Mark Harris, chief executive of mortgage broker SPF Private Clients, also remains bullish: ’Mortgage rates remain at rock bottom and lenders keen to lend. With first-time buyers, those with small deposits and buyers from overseas returning to the market, improving economic indicators and lending policy broadening – the outlook for the housing market is positive for the rest of 2021.’

This optimism is being best displayed in Northern Ireland, which according to the Index, saw the highest annual growth in house prices in the first quarter of the year with a 7.4% increase. Scotland recorded a 7.2% hike and Wales was up 6.9%.

England saw a 6.4% rise, but this was down from the fourth quarter climb of 6.9%.

The North West was the strongest region with prices up 8.2% year-on-year marking its best performance since 2005. London was the weakest with annual price growth softening to 4.8% from 6.2% in the fourth quarter last year.

Jeremy Leaf, north London estate agent and a former RICS residential chairman, expects London demand to recover. ‘Looking forward, we don’t expect too much change on the ground other than another rapid dash to take advantage of lower stamp duty for the higher-priced properties, particularly in places like London, before the end of June,” he said.
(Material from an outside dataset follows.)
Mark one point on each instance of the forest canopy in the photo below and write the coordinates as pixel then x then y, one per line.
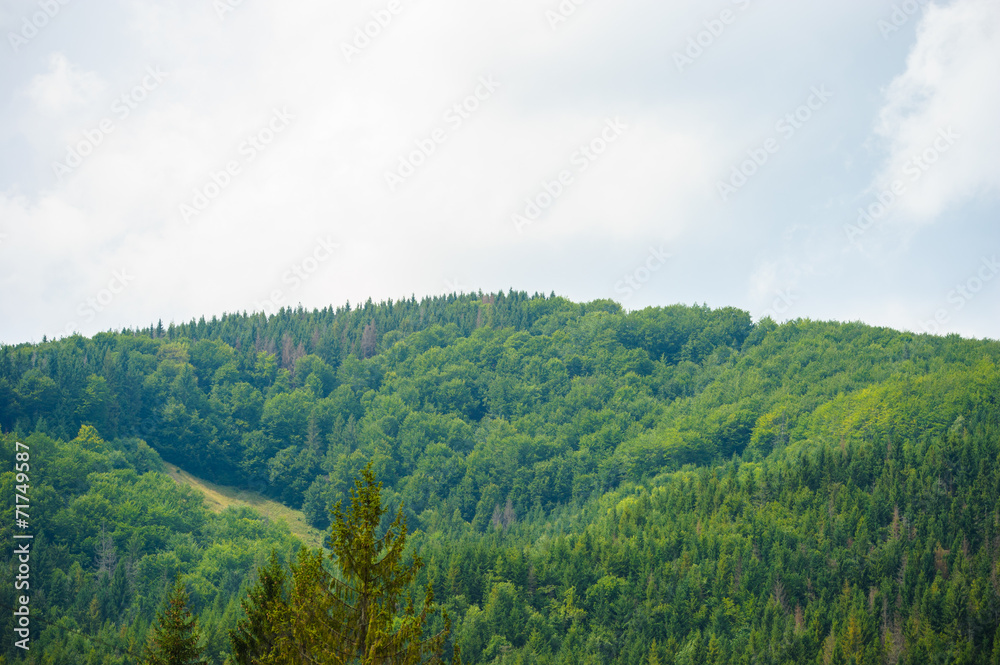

Tomer Aboody, director of property lender MT Finance, also sees the regional bounce continuing at least in the short-term.

‘The shift in buyers’ demands for more space meant London saw the slowest growth. Gardens, communities and easy commutes are increasing demand for the outer regions,” Aboody said. “While money is cheap and jobs are still being saved via the furlough scheme, we have yet to feel the full effect of the pandemic but as, and when, artificial stimulus in the economy come to an end, we can only assume that the job market and economy will suffer. This in turn will impact the housing market. In the meantime, buyers are making hay while the sun shines in spring.’